Subject  : 破傷風

カテゴリー: 健康・医療情報 


 破傷風
破傷風は嫌気性細菌の破傷風菌がつくる毒素によって激しい筋肉のけいれんが起こる病気です。 日本では発症はほとんどありませんが、世界中で5万人もの人が破傷風で亡くなっています。

破傷風菌の芽胞は動物の糞(ふん)や土の中で何年も生きることができます。この芽胞が傷口を通して人体に入ると増殖を始めます。病気を起こすのは破傷風菌自体ではなくて、増殖中の破傷風菌がつくり出す毒素です。 破傷風は、さびたり汚れている物体によって受けた切り傷や、くぎを踏んでしまったために受けた深い刺し傷などから起こりますが、清潔な浅い傷からでも起こることがあります。出産後に、母親の子宮や新生児のへその緒が感染することもあり、破傷風感染症は開発途上国では脅威となっています。

 【症状と診断】
通常、症状は感染の5〜10日後に現れますが、早ければ2日後、遅ければ50日後までは発症の可能性があります。最もよくみられる症状はあごのこわばりで、口が開きにくくなります(開口障害)。そのほか、落ち着きがなくなる(不穏)、ものを飲みこみにくくなる、刺激過敏になるなどの症状や、頭痛、発熱、のどの痛み、悪寒、筋肉のけいれん、首、腕、脚のこわばりが起こります。病気が進むと、あごが開けにくくなる開口障害が強くなり、顔の筋肉がけいれんするためまゆがつり上がり、引きつって笑っているような表情になります。さらに、腹部、首、背中の筋肉がけいれんし、頭とかかとが後につり、胴体が前に出て体全体が弓なりに反る「反弓緊張」という姿勢がみられるようになります。括約筋もけいれんし、便秘が起こり、尿が出なくなります。
物音、すき間風、ベッドのきしみといったようなささいな刺激が引き金となって、強い痛みを伴った筋肉のけいれんと多量の発汗が起こります。全身けいれんが起こっている間は、胸筋が硬直し、のどもけいれんするので、叫んだり、声を出したりすることさえできなくなります。この状態では呼吸も十分にできなくなり、酸素欠乏や致死的な窒息につながります。 傷の近くの筋肉だけにけいれんが起こる場合もあります。このように破傷風の症状が限局している場合は、症状が何週間にもわたって続くことがあります。

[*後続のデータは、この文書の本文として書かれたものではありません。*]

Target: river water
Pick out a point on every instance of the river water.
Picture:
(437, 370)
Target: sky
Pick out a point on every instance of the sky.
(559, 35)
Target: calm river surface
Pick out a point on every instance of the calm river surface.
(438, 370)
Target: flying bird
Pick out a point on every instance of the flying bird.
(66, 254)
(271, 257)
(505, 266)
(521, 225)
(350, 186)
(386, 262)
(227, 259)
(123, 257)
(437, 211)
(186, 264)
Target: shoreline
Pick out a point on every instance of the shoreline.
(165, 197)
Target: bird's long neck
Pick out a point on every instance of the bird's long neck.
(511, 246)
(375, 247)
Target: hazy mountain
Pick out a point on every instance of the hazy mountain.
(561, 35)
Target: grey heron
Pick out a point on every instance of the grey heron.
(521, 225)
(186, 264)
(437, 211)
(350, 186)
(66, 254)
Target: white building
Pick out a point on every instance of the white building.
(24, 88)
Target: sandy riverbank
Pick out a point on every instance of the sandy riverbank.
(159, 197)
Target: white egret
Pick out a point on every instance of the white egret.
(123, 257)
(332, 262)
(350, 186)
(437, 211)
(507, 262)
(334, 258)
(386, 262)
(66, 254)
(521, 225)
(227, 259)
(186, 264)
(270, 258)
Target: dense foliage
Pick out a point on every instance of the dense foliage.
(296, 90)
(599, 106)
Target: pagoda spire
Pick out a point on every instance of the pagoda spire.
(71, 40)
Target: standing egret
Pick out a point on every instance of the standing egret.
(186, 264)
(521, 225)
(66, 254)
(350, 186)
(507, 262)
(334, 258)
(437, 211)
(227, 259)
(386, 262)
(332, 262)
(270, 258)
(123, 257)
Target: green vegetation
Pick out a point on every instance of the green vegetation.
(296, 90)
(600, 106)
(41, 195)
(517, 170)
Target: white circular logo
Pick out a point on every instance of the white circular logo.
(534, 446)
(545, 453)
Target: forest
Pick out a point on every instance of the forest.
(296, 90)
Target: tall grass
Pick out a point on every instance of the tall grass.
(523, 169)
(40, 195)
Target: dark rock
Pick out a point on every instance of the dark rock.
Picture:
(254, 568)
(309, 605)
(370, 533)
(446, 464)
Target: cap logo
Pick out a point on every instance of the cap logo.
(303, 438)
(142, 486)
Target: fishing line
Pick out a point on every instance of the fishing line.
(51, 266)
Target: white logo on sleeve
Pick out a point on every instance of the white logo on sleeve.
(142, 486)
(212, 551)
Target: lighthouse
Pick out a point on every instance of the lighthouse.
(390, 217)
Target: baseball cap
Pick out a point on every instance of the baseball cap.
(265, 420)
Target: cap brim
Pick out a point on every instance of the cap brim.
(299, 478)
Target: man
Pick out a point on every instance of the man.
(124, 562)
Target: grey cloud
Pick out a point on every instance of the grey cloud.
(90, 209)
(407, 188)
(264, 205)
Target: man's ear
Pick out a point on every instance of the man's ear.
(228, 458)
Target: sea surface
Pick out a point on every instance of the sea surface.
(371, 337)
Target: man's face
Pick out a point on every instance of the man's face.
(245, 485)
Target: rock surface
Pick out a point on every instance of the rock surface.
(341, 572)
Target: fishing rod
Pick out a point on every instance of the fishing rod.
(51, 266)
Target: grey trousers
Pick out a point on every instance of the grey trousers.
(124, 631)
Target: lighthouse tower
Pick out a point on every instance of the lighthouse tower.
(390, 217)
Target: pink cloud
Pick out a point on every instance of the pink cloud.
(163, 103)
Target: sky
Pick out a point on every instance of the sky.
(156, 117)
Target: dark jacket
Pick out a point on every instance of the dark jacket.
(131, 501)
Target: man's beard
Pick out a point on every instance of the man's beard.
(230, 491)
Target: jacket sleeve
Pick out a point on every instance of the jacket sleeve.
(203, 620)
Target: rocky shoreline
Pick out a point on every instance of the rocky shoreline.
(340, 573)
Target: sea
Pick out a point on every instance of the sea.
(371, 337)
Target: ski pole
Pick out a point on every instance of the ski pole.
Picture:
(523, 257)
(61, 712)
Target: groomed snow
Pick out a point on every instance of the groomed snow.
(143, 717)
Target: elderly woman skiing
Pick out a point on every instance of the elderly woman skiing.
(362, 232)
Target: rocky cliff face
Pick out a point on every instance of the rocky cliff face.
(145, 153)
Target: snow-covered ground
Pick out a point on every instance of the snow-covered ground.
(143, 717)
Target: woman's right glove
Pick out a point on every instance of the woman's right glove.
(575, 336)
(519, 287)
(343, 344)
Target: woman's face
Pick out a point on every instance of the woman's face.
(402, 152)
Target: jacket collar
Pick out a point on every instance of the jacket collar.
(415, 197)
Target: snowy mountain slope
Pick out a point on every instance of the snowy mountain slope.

けがをした後で筋肉のこわばりやけいれんがみられた場合は、破傷風が疑われます。破傷風菌は傷口から綿棒で採取したサンプルで培養できますが、結果が陰性でも、必ずしも菌がいないとはいい切れません。

 【予防】
破傷風はいったんかかってから治療するより、予防することの方がはるかに効果的です。一連の初回接種(注射を3回以上)を受けておけば、破傷風になることはまずありません。破傷風ワクチンは、体に細菌自体を攻撃させるのではく、細菌が出す毒素を中和する力を高めます。小児には、ジフテリア、百日ぜき、破傷風の3種混合ワクチンで接種されます。一連の初回接種を済ませた成人は、10年に1回追加接種を受ける必要があります。
けがをした人に対する予防接種の方法は複雑です。一般に、一連の初回接種を済ませている場合は、過去5年以内に追加接種を受けていれば接種の必要はありません。一連の初回接種を完了してない場合や、追加接種を受けてから10年以上たっている場合は、追加接種に加えて、破傷風免疫グロブリンも必要となります。
そのほか、汚れたり死んでいる組織は破傷風菌の増殖を促すので、傷口、特に深い刺し傷をすみやかに徹底的に洗浄することも予防対策になります。異物や損傷した組織は、必要があれば外科的に取り除きます。

 【治療】
破傷風の症状が現れたら、入院させて静かな部屋で安静を保ちます。メトロニダゾール、ペニシリン、テトラサイクリンなどの抗生物質を投与して細菌を殺し、毒素が増えるのを抑えますが、すでにつくられた毒素に対しては、抗生物質は効力がありません。毒素の中和には破傷風免疫グロブリンを使います。そのほか、鎮静、筋肉の弛緩(しかん)、痛みの緩和、けいれんの抑制、心拍数や血圧のコントロールに役立つ薬剤を使います。
中度から重度の感染症では、呼吸を補助するために人工呼吸器が必要となります。破傷風になると食べものを飲みこむのが難しくなるので、栄養剤を点滴静注したり、鼻から胃へチューブを通して補給します。